NAUJAVĀN BHĀRAT SABHĀ, association of the Indian youth, was established at a convention held on 11-13 April 1928 at Jalliāṅvālā Bāgh in Amritsar at the instance of the management of the radical journal Kirtī including men like Sohan Siṅgh Josh and Bhāg Siṅgh Canadian. Like the Kirtī Kisān Sabhā it aimed at creating a youth wing of peasants and workers with a view to ushering in revolution in the country and overthrowing British imperial rule. Another organization with the same name already existed in Lahore involving mainly the collegians of the city. The Sabhā had been active between March 1926 and April 1927, but this was a secret network not known to many outside of Punjab capital.

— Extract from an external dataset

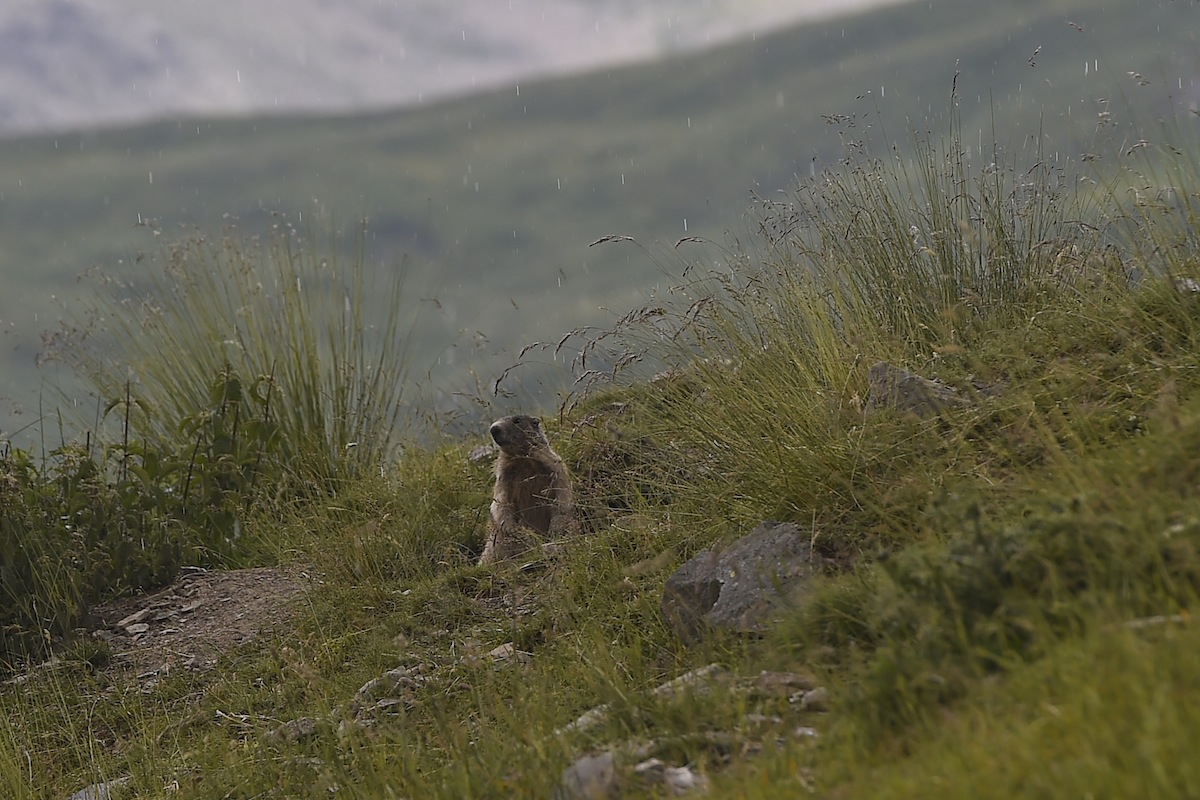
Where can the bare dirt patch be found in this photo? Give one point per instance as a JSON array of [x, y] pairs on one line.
[[197, 618]]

         The first conference of the Naujavān Bhārat Sabhā took place in Amritsar in 1928 coinciding with the political conference of the Punjab Congress Committee. It was presided over by Kedārnāth Sehgal. The conference set up a sub-committee, consisting of Sohan Siṅgh Josh (Chairman), Rām Chander, M.A. Majīd, Ehsān Ilāhī, Professor Chhabīldās, Gopāl Siṅgh Qaumī and Harī Siṅgh. The second conference of the Sabhā was held on 22-24 February 1929 in Lahore under the presidentship of Sohan Siṅgh Josh. The resolutions adopted censured, in the severest terms, the government for making indiscriminate arrests of the youth following the murder of J.P. Saunders, Deputy Superintendent of Police on 17 December 1928, sought the repeal of the Arms Act and applauded the Ghadr heroes. On the last day of the conference, a portrait of one of the Ghadr leaders, Kartār Siṅgh Sarabhā, was formally unveiled and his supreme sacrifice in the cause of the nation's freedom eulogized. After a period of suppression by government, the Gāndhī-Irwin pact (1931) which was to lead to the abandonment by the Indian National Congress of the civil disobedience movement without securing the release of the youth involved was concluded. The hanging of Bhagat Siṅgh, Rājgurū and Sukhdev on 23 March 1931 on charges of murdering J.P. Saunders earned the Sabhā another short lease. The Naujavān Bhārat Sabhā and the Kirtī Kisān Sabhā held a joint session on 29 March in Karāchī and led out a procession castigating especially Mahātmā Gāndhī for what they described as his betrayal of the youth. The Sabhā was declared unlawful by government on 10 September 1934 under section 16(I) of the Criminal Law Amendment Act, 1908, after which it practically ceased to exist.


  1. Kirtī. May 1928
  2. Tara Chand, History of the Freedom Movement in India.